Secondo il cronoprogramma europeo la prossima settimana si terrà un vertice decisivo, con i due leader attesi il 18 marzo nella Macedonia del Nord per discutere degli undici punti. Ma l’ultima uscita di Vucic mette tutto nuovamente in discussione, anche perché nel paese sta montando la protesta di piazza. Intanto il Ministro degli esteri Antonio Tajani è stato in Bosnia.

Il piano

Il nodo verte sul fatto che Belgrado reputa il Kosovo una provincia separatista, per questa ragione il piano Ue ha strategicamente previsto il riconoscimento di documenti come passaporti, diplomi e targhe e non un Kosovo indipendente. Di contro, la Serbia è previsto che non blocchi l’adesione del Kosovo a organismi internazionali. L’inviato dell’Ue, Mi3roslav Lajcak, dopo aver incontrato ieri il primo ministro del Kosovo, Albin Kurti, ha detto di sperare di ottenere un documento che sarà concordato il 18 marzo.

Si è detto inoltre ottimista sul fatto che entrambe le parti si accordino: “Lo scopo principale di questa visita è informarmi su come il Kosovo vede la domanda, e questo incontro ha soddisfatto le mie aspettative in questo contesto”. Entrambi i paesi stanno negoziando la normalizzazione delle loro relazioni sulla base di un nuovo piano accettato quattro settimane fa. Berlino intanto ha parlato di una “grande disponibilità” a normalizzare le relazioni tra Serbia e Kosovo, mentre il numero uno della politica estera dell’UE, Josep Borrell, ha dichiarato di aver “convenuto che non sono necessarie ulteriori discussioni”. A Belgrado invece non la pensano allo stesso modo.

Qui Belgrado

Circa trecento studenti hanno protestato a Belgrado contro il piano europeo, avvertendo il governo Vucic che commetterebbe un vero e proprio tradimento se lo accettasse. Si dicono contrari, inoltre, all’idea di formare un’Associazione dei comuni a maggioranza serba in Kosovo, quell’organismo progettato per rappresentare la comunità serba del Kosovo che era stato concordato con Bruxelles nel 2013. Anche alcuni partiti nazionalisti si sono espressi contro il piano, reo a loro dire di essere troppo prono nel dire sì apertamente all’indipendenza dell’ex provincia serba. Una nuova manifestazione è in programma 24 prima del vertice del 18 di Skopje.

Scenari

Mentre da un lato si registra l’ottimismo in seno a Bruxelles verso l’accettazione del piano (e dei suoi delicati allegati di merito), dall’altro la tappa di avvicinamento al vertice della prossima settimana porta in grembo ulteriori tensioni. In primis per la possibile interferenza di players esterni, poco entusiasti di una pacificazione tra etnie che, se rimanessero ancora in tensione, sarebbero maggiormente controllabili.

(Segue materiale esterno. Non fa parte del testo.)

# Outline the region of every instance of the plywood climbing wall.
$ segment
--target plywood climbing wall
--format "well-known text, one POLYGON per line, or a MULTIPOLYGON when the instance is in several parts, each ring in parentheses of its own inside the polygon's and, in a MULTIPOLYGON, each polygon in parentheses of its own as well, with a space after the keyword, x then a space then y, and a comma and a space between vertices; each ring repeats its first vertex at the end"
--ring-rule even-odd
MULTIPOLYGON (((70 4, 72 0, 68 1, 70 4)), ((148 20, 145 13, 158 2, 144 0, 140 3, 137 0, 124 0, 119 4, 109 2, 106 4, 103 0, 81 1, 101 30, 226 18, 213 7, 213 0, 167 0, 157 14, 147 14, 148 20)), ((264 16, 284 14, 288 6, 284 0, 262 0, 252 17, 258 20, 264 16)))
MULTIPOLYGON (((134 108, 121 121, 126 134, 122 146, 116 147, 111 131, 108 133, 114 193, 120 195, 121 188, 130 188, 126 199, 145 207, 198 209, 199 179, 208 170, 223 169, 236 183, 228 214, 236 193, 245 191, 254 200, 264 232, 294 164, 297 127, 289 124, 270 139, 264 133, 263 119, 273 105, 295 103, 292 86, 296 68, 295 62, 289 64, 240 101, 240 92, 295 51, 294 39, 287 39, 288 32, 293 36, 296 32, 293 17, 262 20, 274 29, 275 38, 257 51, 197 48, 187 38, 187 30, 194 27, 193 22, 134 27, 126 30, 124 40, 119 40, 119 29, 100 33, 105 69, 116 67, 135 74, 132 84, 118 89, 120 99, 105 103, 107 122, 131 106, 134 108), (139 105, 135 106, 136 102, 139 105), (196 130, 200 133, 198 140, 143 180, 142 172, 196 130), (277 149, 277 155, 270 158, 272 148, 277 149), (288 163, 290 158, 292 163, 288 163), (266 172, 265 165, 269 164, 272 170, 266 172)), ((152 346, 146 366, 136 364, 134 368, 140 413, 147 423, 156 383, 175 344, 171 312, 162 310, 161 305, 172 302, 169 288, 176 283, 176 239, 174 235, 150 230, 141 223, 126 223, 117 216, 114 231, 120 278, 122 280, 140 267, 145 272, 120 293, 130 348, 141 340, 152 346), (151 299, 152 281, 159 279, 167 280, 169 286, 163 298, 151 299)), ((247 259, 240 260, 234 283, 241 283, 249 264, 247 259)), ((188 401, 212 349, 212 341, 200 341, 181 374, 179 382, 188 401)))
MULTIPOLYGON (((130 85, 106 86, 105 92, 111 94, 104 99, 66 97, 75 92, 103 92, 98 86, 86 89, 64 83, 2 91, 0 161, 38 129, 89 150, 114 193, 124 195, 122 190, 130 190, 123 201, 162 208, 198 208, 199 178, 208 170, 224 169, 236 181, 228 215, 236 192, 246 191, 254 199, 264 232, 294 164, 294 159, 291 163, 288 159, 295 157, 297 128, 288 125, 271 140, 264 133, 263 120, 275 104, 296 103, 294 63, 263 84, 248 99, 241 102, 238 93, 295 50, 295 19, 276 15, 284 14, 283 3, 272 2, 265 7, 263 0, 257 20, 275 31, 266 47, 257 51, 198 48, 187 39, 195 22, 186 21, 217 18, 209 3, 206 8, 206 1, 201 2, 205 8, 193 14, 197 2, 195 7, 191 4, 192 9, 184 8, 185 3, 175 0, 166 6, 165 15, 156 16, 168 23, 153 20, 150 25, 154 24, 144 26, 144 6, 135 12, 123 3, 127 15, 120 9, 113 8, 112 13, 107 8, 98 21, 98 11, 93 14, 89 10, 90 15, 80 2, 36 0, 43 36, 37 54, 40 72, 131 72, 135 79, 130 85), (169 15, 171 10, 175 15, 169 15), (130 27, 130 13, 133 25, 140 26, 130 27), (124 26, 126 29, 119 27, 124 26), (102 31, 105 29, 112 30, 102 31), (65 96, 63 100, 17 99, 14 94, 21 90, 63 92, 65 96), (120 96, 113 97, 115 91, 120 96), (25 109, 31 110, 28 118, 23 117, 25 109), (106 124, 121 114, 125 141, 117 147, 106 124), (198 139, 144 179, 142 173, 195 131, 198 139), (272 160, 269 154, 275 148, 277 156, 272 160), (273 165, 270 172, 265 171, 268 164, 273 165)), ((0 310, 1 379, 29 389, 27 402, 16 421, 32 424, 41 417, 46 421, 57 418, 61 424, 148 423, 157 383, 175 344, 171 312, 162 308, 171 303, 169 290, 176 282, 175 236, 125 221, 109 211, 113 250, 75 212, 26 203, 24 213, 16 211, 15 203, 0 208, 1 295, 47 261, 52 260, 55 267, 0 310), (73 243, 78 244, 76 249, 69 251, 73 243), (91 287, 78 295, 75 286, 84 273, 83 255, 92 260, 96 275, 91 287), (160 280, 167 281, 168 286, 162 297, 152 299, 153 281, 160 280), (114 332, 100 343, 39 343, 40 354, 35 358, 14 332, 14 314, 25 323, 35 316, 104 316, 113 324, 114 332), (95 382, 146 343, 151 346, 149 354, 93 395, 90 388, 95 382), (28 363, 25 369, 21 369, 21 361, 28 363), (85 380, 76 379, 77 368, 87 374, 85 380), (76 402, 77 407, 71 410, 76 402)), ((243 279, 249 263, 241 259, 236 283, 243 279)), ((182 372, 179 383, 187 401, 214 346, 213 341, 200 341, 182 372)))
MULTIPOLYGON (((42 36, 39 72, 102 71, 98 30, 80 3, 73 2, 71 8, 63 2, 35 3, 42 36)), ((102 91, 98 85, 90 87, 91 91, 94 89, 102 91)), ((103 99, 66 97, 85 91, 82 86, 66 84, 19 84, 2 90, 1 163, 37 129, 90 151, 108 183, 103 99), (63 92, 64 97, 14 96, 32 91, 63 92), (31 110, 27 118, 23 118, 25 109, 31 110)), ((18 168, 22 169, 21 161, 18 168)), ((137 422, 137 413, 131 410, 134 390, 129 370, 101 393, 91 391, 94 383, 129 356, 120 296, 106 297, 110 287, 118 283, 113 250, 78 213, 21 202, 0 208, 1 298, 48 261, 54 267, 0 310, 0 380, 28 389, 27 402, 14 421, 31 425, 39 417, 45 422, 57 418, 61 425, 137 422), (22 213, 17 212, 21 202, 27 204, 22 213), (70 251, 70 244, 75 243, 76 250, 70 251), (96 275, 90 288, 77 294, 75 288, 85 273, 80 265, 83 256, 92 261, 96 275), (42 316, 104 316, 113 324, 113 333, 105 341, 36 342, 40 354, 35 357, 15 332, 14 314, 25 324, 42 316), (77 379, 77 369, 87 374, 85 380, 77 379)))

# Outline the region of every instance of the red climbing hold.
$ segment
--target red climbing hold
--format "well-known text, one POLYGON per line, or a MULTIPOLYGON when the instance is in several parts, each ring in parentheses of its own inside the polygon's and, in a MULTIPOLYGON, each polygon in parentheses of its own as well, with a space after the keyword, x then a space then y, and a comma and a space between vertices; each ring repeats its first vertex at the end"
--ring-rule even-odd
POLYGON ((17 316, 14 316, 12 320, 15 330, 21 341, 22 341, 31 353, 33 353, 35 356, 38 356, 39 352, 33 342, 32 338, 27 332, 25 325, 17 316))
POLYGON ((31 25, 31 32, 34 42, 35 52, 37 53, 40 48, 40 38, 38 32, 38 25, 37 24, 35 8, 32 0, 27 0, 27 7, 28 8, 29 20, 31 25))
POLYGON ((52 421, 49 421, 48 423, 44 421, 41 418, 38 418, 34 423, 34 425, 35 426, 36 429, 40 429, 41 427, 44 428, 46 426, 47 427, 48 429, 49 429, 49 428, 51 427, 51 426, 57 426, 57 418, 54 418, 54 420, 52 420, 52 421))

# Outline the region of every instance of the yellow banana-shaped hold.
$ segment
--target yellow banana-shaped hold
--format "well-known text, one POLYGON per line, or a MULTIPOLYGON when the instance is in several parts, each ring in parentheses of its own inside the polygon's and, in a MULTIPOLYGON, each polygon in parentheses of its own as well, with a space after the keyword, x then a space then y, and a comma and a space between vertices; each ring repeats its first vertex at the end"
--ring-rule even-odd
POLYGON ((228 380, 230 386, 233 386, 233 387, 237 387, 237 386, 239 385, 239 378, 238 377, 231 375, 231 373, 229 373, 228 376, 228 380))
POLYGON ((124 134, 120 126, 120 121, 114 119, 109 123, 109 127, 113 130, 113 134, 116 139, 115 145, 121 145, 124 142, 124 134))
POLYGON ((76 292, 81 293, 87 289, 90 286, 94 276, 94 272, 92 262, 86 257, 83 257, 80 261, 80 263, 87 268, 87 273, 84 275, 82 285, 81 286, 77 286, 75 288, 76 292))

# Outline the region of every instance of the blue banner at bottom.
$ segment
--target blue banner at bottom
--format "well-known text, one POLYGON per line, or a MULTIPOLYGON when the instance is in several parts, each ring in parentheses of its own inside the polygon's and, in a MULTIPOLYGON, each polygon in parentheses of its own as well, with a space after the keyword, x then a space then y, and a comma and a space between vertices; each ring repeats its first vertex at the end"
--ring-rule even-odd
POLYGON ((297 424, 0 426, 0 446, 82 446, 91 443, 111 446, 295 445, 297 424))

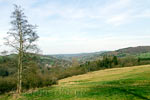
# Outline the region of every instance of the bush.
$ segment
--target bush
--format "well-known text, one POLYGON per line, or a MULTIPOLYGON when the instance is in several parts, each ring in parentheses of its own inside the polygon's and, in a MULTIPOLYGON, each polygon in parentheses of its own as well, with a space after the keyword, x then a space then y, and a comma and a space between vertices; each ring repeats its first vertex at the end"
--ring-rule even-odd
POLYGON ((14 77, 0 77, 0 94, 16 90, 17 80, 14 77))

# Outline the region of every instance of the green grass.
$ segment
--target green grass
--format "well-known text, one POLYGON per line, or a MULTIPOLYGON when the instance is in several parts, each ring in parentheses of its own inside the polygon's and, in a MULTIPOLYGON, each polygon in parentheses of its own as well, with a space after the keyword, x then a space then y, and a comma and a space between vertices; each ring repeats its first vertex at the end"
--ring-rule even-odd
POLYGON ((150 100, 150 65, 73 76, 24 93, 18 100, 150 100))

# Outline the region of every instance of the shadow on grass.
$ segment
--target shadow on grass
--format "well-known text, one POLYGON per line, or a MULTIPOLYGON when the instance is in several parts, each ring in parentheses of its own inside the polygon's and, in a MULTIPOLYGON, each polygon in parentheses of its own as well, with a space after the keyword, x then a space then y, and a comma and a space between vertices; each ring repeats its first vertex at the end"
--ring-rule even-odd
POLYGON ((115 98, 126 98, 127 100, 134 98, 150 100, 146 97, 149 96, 149 91, 149 86, 96 86, 91 88, 86 94, 89 97, 101 96, 104 98, 114 98, 116 96, 115 98))
POLYGON ((124 88, 116 88, 116 89, 120 90, 121 92, 125 92, 125 93, 128 93, 128 94, 132 94, 133 96, 138 97, 138 98, 143 99, 143 100, 150 100, 150 99, 147 98, 147 97, 144 97, 144 96, 142 96, 142 95, 140 95, 140 94, 134 93, 134 92, 132 92, 132 91, 130 91, 130 90, 126 90, 126 89, 124 89, 124 88))

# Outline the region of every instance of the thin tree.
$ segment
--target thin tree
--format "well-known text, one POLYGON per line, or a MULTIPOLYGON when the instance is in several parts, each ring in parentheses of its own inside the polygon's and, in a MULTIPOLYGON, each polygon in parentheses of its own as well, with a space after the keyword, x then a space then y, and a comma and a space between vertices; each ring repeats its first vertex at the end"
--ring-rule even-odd
POLYGON ((36 25, 28 23, 27 17, 20 6, 14 5, 11 18, 12 28, 7 32, 5 44, 12 47, 18 54, 17 93, 20 94, 22 91, 23 58, 27 52, 38 50, 35 41, 39 36, 35 31, 36 25))

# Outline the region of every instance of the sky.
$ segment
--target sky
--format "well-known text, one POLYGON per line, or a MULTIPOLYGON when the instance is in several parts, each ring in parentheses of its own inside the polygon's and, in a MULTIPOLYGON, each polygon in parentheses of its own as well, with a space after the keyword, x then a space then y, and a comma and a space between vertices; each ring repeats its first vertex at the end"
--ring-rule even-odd
POLYGON ((43 54, 71 54, 150 45, 150 0, 0 0, 0 51, 13 4, 38 25, 43 54))

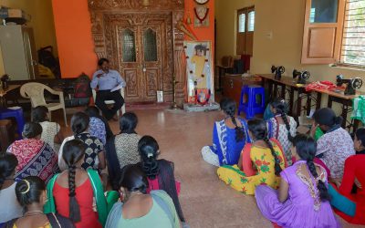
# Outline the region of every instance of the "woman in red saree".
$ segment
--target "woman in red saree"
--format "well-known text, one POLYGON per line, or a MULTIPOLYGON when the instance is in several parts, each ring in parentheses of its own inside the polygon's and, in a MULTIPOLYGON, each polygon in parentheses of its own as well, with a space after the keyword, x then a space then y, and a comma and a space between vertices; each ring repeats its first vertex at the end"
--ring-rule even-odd
POLYGON ((19 161, 16 178, 37 176, 47 182, 59 171, 57 154, 40 140, 41 134, 40 124, 26 123, 23 130, 24 139, 13 142, 7 149, 7 152, 16 155, 19 161))

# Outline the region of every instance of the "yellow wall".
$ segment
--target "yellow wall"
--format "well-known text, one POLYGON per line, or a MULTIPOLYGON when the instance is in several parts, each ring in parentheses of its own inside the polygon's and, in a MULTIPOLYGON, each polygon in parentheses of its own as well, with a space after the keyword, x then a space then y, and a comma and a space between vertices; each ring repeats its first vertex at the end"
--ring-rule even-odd
MULTIPOLYGON (((254 5, 256 27, 252 73, 269 73, 272 65, 282 65, 286 75, 294 68, 307 69, 311 80, 335 81, 336 76, 361 77, 365 71, 331 67, 328 65, 301 65, 301 47, 305 14, 304 0, 216 0, 217 60, 225 55, 235 55, 236 11, 254 5), (272 32, 269 39, 266 35, 272 32)), ((365 86, 361 90, 365 90, 365 86)), ((325 98, 326 99, 326 98, 325 98)), ((323 99, 322 99, 323 100, 323 99)))
MULTIPOLYGON (((0 5, 20 8, 29 14, 32 18, 28 26, 33 27, 36 49, 52 46, 54 54, 57 56, 51 0, 0 0, 0 5)), ((0 76, 3 74, 4 66, 0 52, 0 76)))

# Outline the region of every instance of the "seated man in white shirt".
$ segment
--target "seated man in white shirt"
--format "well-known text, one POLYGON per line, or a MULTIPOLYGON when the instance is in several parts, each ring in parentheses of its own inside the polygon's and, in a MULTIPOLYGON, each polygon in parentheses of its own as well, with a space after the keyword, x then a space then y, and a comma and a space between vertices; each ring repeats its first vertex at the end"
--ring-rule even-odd
POLYGON ((124 98, 120 95, 120 88, 126 87, 126 82, 118 71, 110 69, 107 58, 100 58, 98 61, 98 66, 99 69, 94 73, 90 83, 92 88, 99 88, 95 104, 101 109, 108 120, 111 119, 118 120, 114 116, 124 104, 124 98), (105 100, 115 101, 111 109, 108 109, 105 100))

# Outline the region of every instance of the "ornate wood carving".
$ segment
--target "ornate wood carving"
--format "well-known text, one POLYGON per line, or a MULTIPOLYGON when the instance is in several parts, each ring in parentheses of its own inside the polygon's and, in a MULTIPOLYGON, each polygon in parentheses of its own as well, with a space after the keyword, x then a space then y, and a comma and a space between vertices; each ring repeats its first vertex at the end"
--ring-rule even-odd
POLYGON ((150 0, 148 7, 142 0, 89 0, 91 10, 183 10, 183 0, 150 0))
POLYGON ((164 100, 172 99, 172 75, 179 81, 178 101, 185 99, 186 84, 183 37, 176 24, 183 18, 183 0, 150 0, 148 8, 142 0, 88 0, 91 33, 98 57, 110 59, 127 81, 126 100, 155 101, 155 90, 163 90, 164 100), (120 33, 129 28, 136 36, 136 62, 126 63, 121 55, 120 33), (156 32, 157 62, 143 63, 142 32, 156 32), (137 37, 138 36, 138 37, 137 37), (147 68, 143 72, 142 68, 147 68), (143 90, 143 91, 142 91, 143 90), (143 93, 143 98, 141 94, 143 93), (140 94, 140 95, 139 95, 140 94))

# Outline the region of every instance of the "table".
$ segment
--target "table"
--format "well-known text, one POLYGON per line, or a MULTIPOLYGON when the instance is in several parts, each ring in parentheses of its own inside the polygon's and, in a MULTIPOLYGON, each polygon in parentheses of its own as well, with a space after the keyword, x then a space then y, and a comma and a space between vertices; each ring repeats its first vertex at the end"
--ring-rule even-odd
MULTIPOLYGON (((267 85, 268 87, 268 94, 269 94, 269 98, 268 101, 272 101, 276 98, 285 98, 286 96, 286 91, 287 91, 287 87, 288 88, 287 90, 289 92, 289 110, 288 114, 293 117, 299 117, 300 112, 302 109, 302 94, 306 94, 306 96, 309 96, 310 92, 307 92, 305 89, 306 85, 300 85, 297 84, 297 80, 293 79, 290 77, 285 77, 282 76, 280 79, 275 78, 274 74, 258 74, 256 75, 257 77, 260 77, 263 78, 263 86, 265 87, 267 85), (279 96, 277 96, 277 90, 278 87, 281 87, 281 91, 279 96), (294 112, 294 93, 295 91, 297 91, 297 111, 294 112)), ((320 95, 318 95, 317 100, 320 99, 320 95)), ((307 99, 307 115, 309 115, 310 113, 310 108, 311 108, 311 99, 308 98, 307 99)), ((319 109, 320 107, 320 102, 318 102, 316 105, 316 109, 319 109)))
POLYGON ((5 89, 0 88, 0 107, 6 107, 6 98, 5 96, 9 92, 20 88, 21 85, 9 85, 5 89))
MULTIPOLYGON (((341 117, 343 119, 342 128, 348 128, 350 130, 352 128, 353 132, 359 127, 360 120, 352 119, 351 121, 348 121, 348 113, 352 111, 352 99, 358 98, 360 95, 364 95, 363 92, 356 91, 355 95, 344 95, 344 90, 340 90, 340 92, 336 92, 328 89, 314 89, 318 94, 327 94, 328 96, 328 100, 327 102, 328 108, 332 108, 332 103, 336 102, 342 106, 341 117), (349 123, 346 126, 346 123, 349 123)), ((320 100, 319 100, 320 101, 320 100)))
POLYGON ((312 99, 313 96, 311 96, 311 93, 315 92, 317 94, 316 98, 316 109, 320 109, 320 104, 321 104, 321 98, 322 98, 322 94, 327 94, 328 96, 328 108, 332 108, 332 103, 336 102, 339 103, 342 106, 342 112, 341 112, 341 117, 343 118, 344 121, 342 122, 342 127, 343 128, 348 128, 349 130, 350 129, 353 129, 353 131, 356 131, 360 121, 358 119, 351 120, 349 122, 347 120, 347 115, 349 112, 352 111, 352 99, 359 97, 360 95, 364 95, 365 93, 357 91, 355 95, 344 95, 343 91, 340 90, 340 92, 336 92, 334 90, 328 90, 328 89, 318 89, 318 88, 314 88, 310 91, 306 91, 305 87, 306 85, 299 85, 297 84, 295 80, 293 80, 292 78, 289 77, 282 77, 280 80, 276 79, 275 76, 273 74, 258 74, 256 75, 257 77, 260 77, 263 78, 263 83, 266 82, 268 86, 268 94, 270 94, 271 98, 269 100, 271 101, 273 98, 280 97, 280 98, 285 98, 285 93, 286 93, 286 88, 289 87, 289 112, 288 114, 293 116, 293 117, 299 117, 300 112, 301 112, 301 102, 302 102, 302 97, 301 94, 306 94, 307 96, 307 105, 306 105, 306 109, 307 109, 307 115, 308 116, 310 113, 310 108, 312 107, 312 99), (281 93, 280 96, 277 96, 277 87, 281 87, 281 93), (274 91, 273 91, 274 90, 274 91), (293 112, 293 106, 294 106, 294 91, 297 91, 297 113, 293 112), (349 123, 349 125, 346 126, 346 123, 349 123))

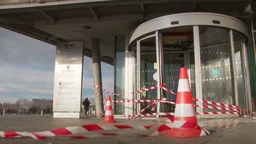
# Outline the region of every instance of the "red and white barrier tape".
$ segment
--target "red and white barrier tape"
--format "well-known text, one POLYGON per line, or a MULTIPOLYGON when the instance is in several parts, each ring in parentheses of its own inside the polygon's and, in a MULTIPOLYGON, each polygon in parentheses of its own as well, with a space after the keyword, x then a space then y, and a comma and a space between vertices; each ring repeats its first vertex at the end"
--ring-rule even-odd
POLYGON ((158 115, 171 116, 174 116, 174 113, 154 113, 141 114, 131 114, 127 116, 127 119, 131 119, 141 118, 143 117, 153 117, 158 115))
MULTIPOLYGON (((159 85, 154 85, 153 87, 149 87, 149 88, 145 88, 145 89, 143 89, 142 90, 133 91, 133 92, 130 92, 130 93, 131 94, 139 94, 139 93, 141 93, 141 92, 143 92, 150 91, 150 90, 157 88, 158 87, 159 87, 159 88, 163 89, 164 90, 167 91, 168 92, 172 93, 173 94, 175 94, 174 92, 173 92, 170 89, 168 89, 167 88, 165 88, 164 86, 165 86, 165 84, 159 84, 159 85)), ((123 95, 123 94, 122 94, 122 93, 114 93, 114 92, 108 91, 106 89, 105 89, 104 88, 103 88, 103 87, 101 86, 101 85, 95 85, 94 88, 102 88, 104 91, 105 91, 108 94, 113 95, 117 95, 117 95, 123 95)), ((102 95, 102 94, 95 94, 95 95, 96 94, 101 94, 102 95)))
MULTIPOLYGON (((102 88, 107 93, 108 93, 109 94, 111 94, 111 95, 117 95, 117 95, 123 95, 123 94, 121 94, 121 93, 117 94, 117 93, 113 93, 113 92, 112 92, 111 91, 108 91, 107 89, 105 89, 104 88, 103 88, 103 87, 102 87, 101 85, 95 85, 94 88, 102 88)), ((95 95, 96 95, 96 94, 95 94, 95 95)), ((100 94, 102 95, 102 94, 100 94)))
POLYGON ((210 105, 199 105, 199 104, 195 104, 194 106, 195 106, 195 107, 202 107, 202 108, 216 109, 216 110, 238 111, 238 110, 236 110, 235 108, 223 107, 210 106, 210 105))
POLYGON ((214 120, 206 120, 201 123, 203 127, 211 127, 215 129, 234 128, 241 123, 239 120, 218 119, 214 120))
POLYGON ((203 113, 196 112, 196 114, 197 115, 204 115, 204 114, 240 114, 239 112, 235 111, 205 111, 203 113))
MULTIPOLYGON (((11 138, 17 137, 30 137, 36 139, 44 139, 49 137, 63 136, 66 136, 70 138, 85 139, 90 137, 72 136, 73 135, 84 134, 95 131, 114 130, 114 129, 139 129, 148 130, 150 129, 155 123, 150 126, 133 126, 133 125, 103 125, 103 124, 87 124, 81 126, 66 127, 62 129, 58 129, 40 132, 0 132, 0 137, 4 138, 11 138)), ((91 133, 90 135, 91 135, 91 133)), ((97 133, 97 136, 113 136, 118 135, 115 133, 97 133)))
POLYGON ((200 101, 200 102, 201 102, 203 103, 209 104, 218 105, 218 106, 220 106, 220 107, 236 108, 236 110, 238 110, 238 111, 241 111, 241 114, 248 114, 248 115, 251 115, 252 114, 251 111, 249 111, 248 110, 242 108, 238 105, 233 105, 231 104, 224 104, 224 103, 217 103, 215 101, 209 101, 205 100, 200 100, 200 99, 199 99, 197 98, 193 98, 193 100, 197 101, 200 101))
MULTIPOLYGON (((157 100, 117 100, 117 101, 112 101, 113 103, 153 103, 157 100)), ((167 100, 165 100, 164 99, 161 99, 161 100, 159 101, 161 103, 169 103, 169 104, 175 104, 175 102, 173 101, 169 101, 167 100)))

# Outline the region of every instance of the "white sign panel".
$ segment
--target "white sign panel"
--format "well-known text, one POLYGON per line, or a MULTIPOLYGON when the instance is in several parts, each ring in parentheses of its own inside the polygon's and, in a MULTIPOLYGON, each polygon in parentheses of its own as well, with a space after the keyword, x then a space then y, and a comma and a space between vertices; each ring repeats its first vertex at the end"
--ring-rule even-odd
POLYGON ((80 112, 83 43, 57 45, 53 90, 54 112, 80 112))

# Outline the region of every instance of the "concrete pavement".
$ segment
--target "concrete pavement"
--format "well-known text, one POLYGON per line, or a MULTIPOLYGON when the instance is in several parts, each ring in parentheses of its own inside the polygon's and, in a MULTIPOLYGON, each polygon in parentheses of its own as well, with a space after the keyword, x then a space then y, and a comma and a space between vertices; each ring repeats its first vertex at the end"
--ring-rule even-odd
MULTIPOLYGON (((80 119, 53 119, 52 116, 0 116, 0 131, 40 132, 68 126, 88 124, 101 124, 102 119, 92 116, 80 119)), ((117 119, 118 124, 149 125, 153 120, 117 119)), ((162 136, 142 137, 133 134, 151 134, 150 130, 109 130, 121 136, 100 137, 88 139, 54 139, 43 140, 31 138, 0 139, 4 144, 79 144, 79 143, 256 143, 256 120, 249 118, 199 119, 199 124, 209 130, 209 136, 196 138, 173 138, 162 136)), ((88 134, 87 134, 88 135, 88 134)))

Il dato politico verte il fatto che cinque Stati membri dell’UE ancora non riconoscono il Kosovo e, conseguentemente, Pristina rimane l’unico stato nei Balcani occidentali che non è ancora un paese ufficialmente candidato all’UE. Per questa ragione la sua domanda di adesione non è stata ancora presa in considerazione. Una contingenza che, se letta in filigrana rispetto al conflitto in Ucraina e alle preoccupazioni “militari” di paesi cuscinetto che chiedono di entrare nella Nato (come Bosnia Erzegovina, Georgia, Ucraina, Svezia e Finlandia), acquisisce ancora maggiore considerazione.

Accordo Serbia-Kosovo, Belgrado rimette tutto in discussione?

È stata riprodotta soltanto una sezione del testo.